By Clara Lu – Class of 2017
Learning medicine has been much like learning a language. Just as we acquire new words, in medicine we master concepts not by memorizing but by using them – shakily at first, then intuitively, and finally with confidence and tact. In both, we become fluent by surrounding ourselves with the fluent. And so for me the popular analogy of drinking from the fire hose has not rung so true as one of daily immersion in the deep well of medical knowledge, from which I can only hope to gain eloquence.
Although eloquence remains far from reach, medicine after two years no longer feels foreign, just as a toddler understands a language to be hers without grasping at its full meaning. Toddlers of medicine, we pride ourselves in our hard-earned jargon, in the secret code of charting acronym upon acronym, and in the patterns and rhythms of a language we’ve begun to call our own.

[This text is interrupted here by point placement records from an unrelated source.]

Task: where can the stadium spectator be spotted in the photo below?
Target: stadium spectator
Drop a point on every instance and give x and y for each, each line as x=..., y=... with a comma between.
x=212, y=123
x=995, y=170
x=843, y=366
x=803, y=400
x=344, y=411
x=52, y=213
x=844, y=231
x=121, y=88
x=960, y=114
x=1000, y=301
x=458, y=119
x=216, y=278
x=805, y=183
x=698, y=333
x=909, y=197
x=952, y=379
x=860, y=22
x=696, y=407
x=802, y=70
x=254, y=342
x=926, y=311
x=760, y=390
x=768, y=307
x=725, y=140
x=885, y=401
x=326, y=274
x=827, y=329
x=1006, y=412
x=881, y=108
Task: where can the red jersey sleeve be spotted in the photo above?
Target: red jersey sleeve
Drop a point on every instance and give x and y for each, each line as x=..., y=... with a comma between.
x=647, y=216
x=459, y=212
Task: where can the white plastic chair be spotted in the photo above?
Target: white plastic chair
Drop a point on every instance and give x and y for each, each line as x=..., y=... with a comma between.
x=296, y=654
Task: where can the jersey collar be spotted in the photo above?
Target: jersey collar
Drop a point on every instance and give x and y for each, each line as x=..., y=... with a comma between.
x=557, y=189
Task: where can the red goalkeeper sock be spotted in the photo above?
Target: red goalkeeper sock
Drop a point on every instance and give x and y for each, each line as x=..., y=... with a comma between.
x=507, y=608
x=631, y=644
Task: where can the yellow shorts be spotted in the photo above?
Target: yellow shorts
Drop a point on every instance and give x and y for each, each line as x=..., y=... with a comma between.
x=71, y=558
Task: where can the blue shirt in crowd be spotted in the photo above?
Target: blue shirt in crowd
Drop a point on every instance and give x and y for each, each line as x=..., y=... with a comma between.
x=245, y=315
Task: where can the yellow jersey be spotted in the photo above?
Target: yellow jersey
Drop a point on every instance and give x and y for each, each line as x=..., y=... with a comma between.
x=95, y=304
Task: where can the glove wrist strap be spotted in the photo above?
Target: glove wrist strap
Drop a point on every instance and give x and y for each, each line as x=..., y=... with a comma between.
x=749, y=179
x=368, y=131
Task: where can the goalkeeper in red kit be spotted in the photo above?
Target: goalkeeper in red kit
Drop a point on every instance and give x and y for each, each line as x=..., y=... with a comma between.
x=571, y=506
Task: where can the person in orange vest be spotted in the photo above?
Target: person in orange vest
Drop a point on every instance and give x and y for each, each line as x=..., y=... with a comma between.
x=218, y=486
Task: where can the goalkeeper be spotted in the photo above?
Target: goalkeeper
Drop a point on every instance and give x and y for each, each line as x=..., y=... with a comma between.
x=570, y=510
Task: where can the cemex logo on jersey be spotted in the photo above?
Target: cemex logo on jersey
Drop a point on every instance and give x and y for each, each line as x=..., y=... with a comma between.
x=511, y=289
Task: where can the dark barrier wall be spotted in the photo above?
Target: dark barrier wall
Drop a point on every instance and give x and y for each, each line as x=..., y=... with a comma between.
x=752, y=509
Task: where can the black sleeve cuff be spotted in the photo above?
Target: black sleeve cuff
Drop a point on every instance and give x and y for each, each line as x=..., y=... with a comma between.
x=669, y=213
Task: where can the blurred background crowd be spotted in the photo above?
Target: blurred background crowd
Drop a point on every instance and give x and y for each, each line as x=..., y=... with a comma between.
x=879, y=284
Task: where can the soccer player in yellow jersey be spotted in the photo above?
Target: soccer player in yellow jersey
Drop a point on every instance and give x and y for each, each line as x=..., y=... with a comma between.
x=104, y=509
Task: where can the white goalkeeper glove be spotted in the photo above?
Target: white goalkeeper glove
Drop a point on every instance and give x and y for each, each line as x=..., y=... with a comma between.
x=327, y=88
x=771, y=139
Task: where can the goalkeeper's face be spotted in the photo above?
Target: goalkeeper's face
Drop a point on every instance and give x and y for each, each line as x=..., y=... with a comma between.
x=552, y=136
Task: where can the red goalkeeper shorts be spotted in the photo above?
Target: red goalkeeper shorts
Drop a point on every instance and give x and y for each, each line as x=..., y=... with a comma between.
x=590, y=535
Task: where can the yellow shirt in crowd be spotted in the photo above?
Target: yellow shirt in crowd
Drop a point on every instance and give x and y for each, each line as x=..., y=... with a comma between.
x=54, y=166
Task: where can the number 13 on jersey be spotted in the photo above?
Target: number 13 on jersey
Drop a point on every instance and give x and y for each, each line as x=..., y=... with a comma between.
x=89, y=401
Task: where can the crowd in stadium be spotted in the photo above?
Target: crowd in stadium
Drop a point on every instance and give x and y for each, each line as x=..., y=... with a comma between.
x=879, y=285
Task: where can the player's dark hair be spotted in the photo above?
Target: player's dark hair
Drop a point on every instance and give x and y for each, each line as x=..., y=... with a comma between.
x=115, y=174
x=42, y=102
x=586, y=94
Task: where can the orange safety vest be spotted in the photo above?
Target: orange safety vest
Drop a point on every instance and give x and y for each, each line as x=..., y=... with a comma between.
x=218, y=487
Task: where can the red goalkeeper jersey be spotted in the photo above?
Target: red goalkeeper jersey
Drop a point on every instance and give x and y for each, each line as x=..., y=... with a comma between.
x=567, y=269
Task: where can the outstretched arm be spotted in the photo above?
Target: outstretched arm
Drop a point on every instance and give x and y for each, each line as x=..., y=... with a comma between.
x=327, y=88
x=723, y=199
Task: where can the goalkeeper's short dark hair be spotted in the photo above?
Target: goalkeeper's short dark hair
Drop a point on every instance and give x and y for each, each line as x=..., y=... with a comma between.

But we learn to edit a language as quickly as we become comfortable with it. Within the hierarchy of clinical discourse, discerning when and when not to speak has become critical. We learn not only how to highlight a patient’s pertinent positives and negatives, but also how to filter information to favour our biases, how to conduct conversations that show what we know and hide what we don’t.
There’s danger in living a life thus encoded. Focused on using the right terms to belong, the right Latin to impress, and the right number of words to mask our inexperience, we may not see how devoting ourselves to a single dialect can distance us from the poetry of our practice. If language can include, then it can also exclude; it can advocate or discriminate; it can wrench patients from or anchor them within their own narrative. Words, directed across rather than toward the hospital bed, can render a patient more powerless than their illness ever did.

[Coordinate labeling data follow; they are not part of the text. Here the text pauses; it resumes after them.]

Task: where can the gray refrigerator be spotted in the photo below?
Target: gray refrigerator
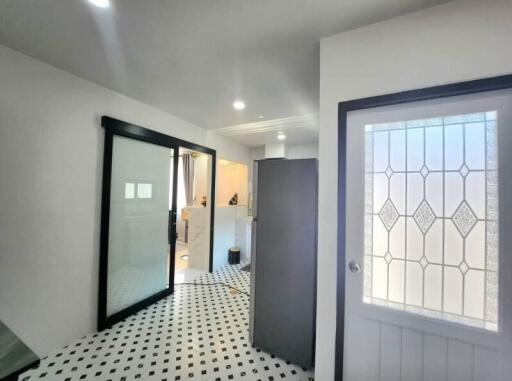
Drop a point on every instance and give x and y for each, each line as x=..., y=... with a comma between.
x=283, y=259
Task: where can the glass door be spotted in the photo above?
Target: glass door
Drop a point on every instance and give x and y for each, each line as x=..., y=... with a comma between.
x=140, y=216
x=427, y=242
x=141, y=222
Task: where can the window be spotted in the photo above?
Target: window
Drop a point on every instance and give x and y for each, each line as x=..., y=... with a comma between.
x=431, y=218
x=144, y=190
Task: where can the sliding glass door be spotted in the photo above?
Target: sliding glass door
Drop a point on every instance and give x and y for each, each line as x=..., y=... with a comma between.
x=139, y=222
x=139, y=218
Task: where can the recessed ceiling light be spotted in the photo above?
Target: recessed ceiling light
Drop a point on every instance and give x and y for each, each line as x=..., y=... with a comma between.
x=100, y=3
x=238, y=105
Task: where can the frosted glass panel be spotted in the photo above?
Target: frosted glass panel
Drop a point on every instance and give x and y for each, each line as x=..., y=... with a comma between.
x=431, y=223
x=138, y=229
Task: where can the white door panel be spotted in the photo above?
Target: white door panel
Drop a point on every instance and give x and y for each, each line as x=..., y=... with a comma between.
x=431, y=234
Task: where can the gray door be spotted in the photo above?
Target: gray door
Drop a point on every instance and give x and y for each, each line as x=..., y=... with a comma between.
x=285, y=259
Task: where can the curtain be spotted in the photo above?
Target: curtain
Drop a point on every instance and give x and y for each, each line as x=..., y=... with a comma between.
x=188, y=178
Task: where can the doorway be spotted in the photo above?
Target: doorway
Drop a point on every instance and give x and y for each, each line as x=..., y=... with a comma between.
x=193, y=209
x=146, y=175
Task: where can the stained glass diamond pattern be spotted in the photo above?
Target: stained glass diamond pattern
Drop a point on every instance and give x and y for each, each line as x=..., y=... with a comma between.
x=464, y=219
x=464, y=170
x=436, y=179
x=424, y=171
x=424, y=216
x=388, y=214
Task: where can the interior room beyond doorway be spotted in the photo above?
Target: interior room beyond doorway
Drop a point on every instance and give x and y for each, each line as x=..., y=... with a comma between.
x=193, y=214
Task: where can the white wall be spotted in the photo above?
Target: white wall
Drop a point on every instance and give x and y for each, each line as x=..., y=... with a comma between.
x=51, y=155
x=459, y=41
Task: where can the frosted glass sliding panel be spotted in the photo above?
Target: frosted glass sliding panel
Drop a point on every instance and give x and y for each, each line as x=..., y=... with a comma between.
x=431, y=217
x=138, y=229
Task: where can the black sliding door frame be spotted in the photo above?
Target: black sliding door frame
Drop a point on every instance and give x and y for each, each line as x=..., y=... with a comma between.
x=438, y=92
x=117, y=127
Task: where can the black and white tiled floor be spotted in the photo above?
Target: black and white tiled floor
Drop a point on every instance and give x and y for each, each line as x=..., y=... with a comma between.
x=198, y=333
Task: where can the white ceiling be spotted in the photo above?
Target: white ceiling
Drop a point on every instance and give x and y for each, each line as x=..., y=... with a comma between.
x=192, y=58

It’s easy to forget that beneath this professional face lies our core humanity – that beside the prose runs a common poetry we share with patients and colleagues alike. To embrace poetry beyond prose is to accept that our experience may not always find expression in secure, well-formed sentences, with the next phrase logically following the last; there will be tangents, derailments, caesurae. It is also to recognize those times when the best choice of words is no words at all, times when the best intervention is no intervention. Just as there is value in words, there is value in silence, cadence, and the reading between.

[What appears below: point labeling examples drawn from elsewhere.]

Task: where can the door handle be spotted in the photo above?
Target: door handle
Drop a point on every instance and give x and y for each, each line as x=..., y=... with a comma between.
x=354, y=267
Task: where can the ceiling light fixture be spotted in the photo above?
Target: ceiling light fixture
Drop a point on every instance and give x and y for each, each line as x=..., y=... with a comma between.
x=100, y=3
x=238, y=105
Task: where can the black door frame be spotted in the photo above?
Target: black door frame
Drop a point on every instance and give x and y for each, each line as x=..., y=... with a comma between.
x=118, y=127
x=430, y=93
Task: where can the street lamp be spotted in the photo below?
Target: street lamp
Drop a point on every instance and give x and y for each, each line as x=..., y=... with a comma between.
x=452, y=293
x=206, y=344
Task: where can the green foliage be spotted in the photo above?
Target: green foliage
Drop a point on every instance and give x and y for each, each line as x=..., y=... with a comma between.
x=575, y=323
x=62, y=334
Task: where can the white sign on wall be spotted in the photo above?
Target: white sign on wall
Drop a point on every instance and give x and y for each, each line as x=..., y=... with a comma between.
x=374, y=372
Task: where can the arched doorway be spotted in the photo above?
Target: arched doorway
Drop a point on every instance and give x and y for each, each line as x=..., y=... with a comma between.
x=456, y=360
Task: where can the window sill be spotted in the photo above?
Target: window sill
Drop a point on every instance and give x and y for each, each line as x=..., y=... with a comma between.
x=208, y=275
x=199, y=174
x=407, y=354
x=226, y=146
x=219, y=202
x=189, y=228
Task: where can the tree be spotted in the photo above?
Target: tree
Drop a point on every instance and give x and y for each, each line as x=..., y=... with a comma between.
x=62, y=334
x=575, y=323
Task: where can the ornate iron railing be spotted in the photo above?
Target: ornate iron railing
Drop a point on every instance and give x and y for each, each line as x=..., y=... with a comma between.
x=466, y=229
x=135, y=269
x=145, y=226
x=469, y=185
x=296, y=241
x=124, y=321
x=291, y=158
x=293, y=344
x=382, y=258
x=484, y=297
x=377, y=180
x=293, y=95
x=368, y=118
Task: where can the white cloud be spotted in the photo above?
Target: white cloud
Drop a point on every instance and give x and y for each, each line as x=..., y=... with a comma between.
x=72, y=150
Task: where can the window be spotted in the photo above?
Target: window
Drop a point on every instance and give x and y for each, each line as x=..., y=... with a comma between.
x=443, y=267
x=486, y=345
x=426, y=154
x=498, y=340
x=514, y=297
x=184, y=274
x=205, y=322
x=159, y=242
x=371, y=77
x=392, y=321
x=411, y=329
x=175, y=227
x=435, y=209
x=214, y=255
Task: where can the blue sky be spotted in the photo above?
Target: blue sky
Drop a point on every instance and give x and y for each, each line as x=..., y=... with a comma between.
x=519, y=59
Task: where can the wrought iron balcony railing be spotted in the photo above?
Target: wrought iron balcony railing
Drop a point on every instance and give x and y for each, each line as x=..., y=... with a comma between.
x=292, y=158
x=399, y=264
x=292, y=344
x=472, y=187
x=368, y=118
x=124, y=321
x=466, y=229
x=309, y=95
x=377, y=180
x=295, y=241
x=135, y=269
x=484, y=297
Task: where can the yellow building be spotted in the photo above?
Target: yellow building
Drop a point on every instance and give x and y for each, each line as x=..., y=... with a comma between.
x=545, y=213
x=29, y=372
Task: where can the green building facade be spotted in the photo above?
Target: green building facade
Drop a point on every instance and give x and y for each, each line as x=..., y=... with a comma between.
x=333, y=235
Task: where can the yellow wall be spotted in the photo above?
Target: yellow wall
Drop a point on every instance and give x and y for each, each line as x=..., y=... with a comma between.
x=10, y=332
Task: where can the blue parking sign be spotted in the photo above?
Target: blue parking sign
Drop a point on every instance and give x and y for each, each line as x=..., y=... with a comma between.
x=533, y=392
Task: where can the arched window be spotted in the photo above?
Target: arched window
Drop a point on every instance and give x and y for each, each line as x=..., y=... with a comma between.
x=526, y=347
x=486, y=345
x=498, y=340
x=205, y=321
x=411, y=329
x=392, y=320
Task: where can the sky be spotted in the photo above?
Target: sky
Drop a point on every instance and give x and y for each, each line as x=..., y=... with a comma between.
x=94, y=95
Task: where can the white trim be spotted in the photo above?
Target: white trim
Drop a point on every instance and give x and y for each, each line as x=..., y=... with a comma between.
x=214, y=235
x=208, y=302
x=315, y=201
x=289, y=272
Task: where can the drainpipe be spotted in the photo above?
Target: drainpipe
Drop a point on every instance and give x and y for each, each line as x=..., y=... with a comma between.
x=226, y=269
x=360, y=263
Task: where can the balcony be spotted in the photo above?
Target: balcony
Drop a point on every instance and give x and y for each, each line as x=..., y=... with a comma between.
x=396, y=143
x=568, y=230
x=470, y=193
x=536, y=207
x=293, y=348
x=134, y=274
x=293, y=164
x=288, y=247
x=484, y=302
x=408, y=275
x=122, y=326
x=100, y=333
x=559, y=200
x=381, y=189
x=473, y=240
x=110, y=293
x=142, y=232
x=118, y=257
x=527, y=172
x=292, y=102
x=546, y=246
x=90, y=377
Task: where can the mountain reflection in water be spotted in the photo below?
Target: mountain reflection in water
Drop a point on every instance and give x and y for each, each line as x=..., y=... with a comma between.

As he sought to define his life’s calling, the composer Robert Schumann wrote of his “struggle between Poetry and Prose, or call it Music and Law”. There exists for us the same ancient tug between medicine’s art and its science, between our empathy and our efficiency, between clinical intuition and evidence-based practice. Both are necessary, yet not always complementary, with one at times a counterweight for the other.
But ultimately, to weigh poetry against prose is to ask the wrong question. However we choose to articulate ourselves – as poets, scribes, songwriters, or storytellers – it will count for nothing if we cannot first be listeners, drawing forth the patient’s voice and placing the pen in their hand. Gifted daily with threads of narrative, we must listen until listening becomes the mother tongue, until it fills our throats with humility and conviction, until it alone teaches us that balance of poetry and prose that heals.
1 Jensen EF. Schumann. New York: Oxford University Press 2001: 34-35.